İlâh’larını, Rab’lerini bilmez,

Dinlerini bilmez,

Îmânı bilmez,

İnkârı bilmez,

Tevhidi bilmez,

Şirki bilmez,

İnsanı tanımaz,

Kendilerini tanımaz,

Toplumlarını tanımaz,

Dünyâyı tanımaz,

Devleti tanımaz,

Hukûku tanımaz,

Evreni tanımaz,

Ahlâkı tanımaz,

Adâleti bilmez,

Zulmü bilmez,

Özgürlüğü bilmez,

Köleliği bilmez,

Geçmişi bilmez,

Geleceği görmez,

Hiçbir siyasal, sosyal, ekonomik ve psikolojik vs. olayları da gerektiği şekilde değerlendiremez, kavrayamaz, sürekli yanlışa düşer, serseri mayın misâli dolaşır, birilerinin kuyruğu ve kör bir takipçisi olur, bir ömür hebâ ederek hak ettiklerine kavuşurlar, sonra da; Ver elini haydi ateşe!

Kur’ân’ın içerdiği konular;

1.İnanılması gereken imân esaslarını bildirir.

2.İbâdetlerin niçin ve nasıl yapılması gerektiğinin temel prensiplerini verir.

3.Dünyâ işleri ve âhiretle ilgili hükümler, yasalar ihtivâ eder.

4.Ahlâk ile ilgili ilkeleri açıklar.

5.İlme önem vermeyi, her şeyi Rahmâni akıl, mantık ve sağ duyu çerçevesinde değerlendirmeyi öğütleyen âyetleri içerir.

6.Geçmiş toplumlarla ilgili açıklamalarda bulunarak geleceğe nasıl yön verilmesi gerektiğinin ip uçlarını verir.

7.Ferdi, ailevi ve devlet-toplum düzeninin maddi ve manevi yönden sağlıklı yürümesi için genel plan ve programları içerir.

Ayrıntılarına girmediğimiz bu konuların içeriğinde, acaba zamanımıza hitap etmeyen hükümler, devrini doldurmuş, geçerliliği bugün için sözkonusu olmayacak kurallar var mıdır?

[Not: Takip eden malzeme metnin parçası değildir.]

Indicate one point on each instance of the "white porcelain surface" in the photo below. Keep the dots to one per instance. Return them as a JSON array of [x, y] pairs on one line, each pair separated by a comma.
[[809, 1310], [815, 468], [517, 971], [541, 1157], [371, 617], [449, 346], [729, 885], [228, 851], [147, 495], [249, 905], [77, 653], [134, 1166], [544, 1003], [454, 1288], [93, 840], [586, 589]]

Varsa nelerdir?

Müslüman-Alevi; Kur’ân’a bir bütün olarak imân eden insandır.

Müslüman-Alevi;Kur’ân’ı evrensel bir kitap olarak kabul eden kimsedir.

Müslüman-Alevi;Kur’ân’ı târihe hapsetmeyendir.

Müslüman-Alevi;Kur’ân-ı Kerim’i zaman ve mekan üstü bilendir.